We introduce a novel method for extracting a fragmentation model directly from experimental data without requiring an explicit parametric form, called Histories and Observables for Monte-Carlo Event Reweighting (HOMER), consisting of three steps: the training of a classifier between simulation and data, the inference of single fragmentation weights, and the calculation of the weight for the full hadronization chain. We illustrate the use of HOMER on a simplified hadronization problem, a $q\bar{q}$ string fragmenting into pions, and extract a modified Lund string fragmentation function $f(z)$. We then demonstrate the use of HOMER on three types of experimental data: (i) binned distributions of high level observables, (ii) unbinned event-by-event distributions of these observables, and (iii) full particle cloud information. After demonstrating that $f(z)$ can be extracted from data (the inverse of hadronization), we also show that, at least in this limited setup, the fidelity of the extracted $f(z)$ suffers only limited loss when moving from (i) to (ii) to (iii). Public code is available at https://gitlab.com/uchep/mlhad.
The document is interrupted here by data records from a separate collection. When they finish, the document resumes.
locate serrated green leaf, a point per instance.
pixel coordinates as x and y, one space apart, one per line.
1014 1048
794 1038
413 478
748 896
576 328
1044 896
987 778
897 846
Author indications on fulfilling journal expectations
Provide a novel and synergetic link between different research areas.
Open a new pathway in an existing or a new research direction, with clear potential for multi-pronged follow-up work
Detail a groundbreaking theoretical/experimental/computational discovery
Present a breakthrough on a previously-identified and long-standing research stumbling block
Author comments upon resubmission
We thank the reviewers for constructive comments. Below we address in detail the issues raised, and list the corresponding changes made to the manuscript.
List of changes
We have added a more detailed explanation in section 2.2.3 on how one obtains the measured fragmentation function, which now also complements the discussion in section 3.1.1, where we describe how fig. 7 was obtained.
We have added a warning regarding a source of possible overfitting in section 3, recommending the use of three datasets in case of more realistic applications.
We have changed the binning of fig. 3 and others in that style to logarithmic.
We have clarified our definition of point cloud and the use of a Deep Sets-based classifier in section 3.2.
We have fixed the typos pointed out by the reports.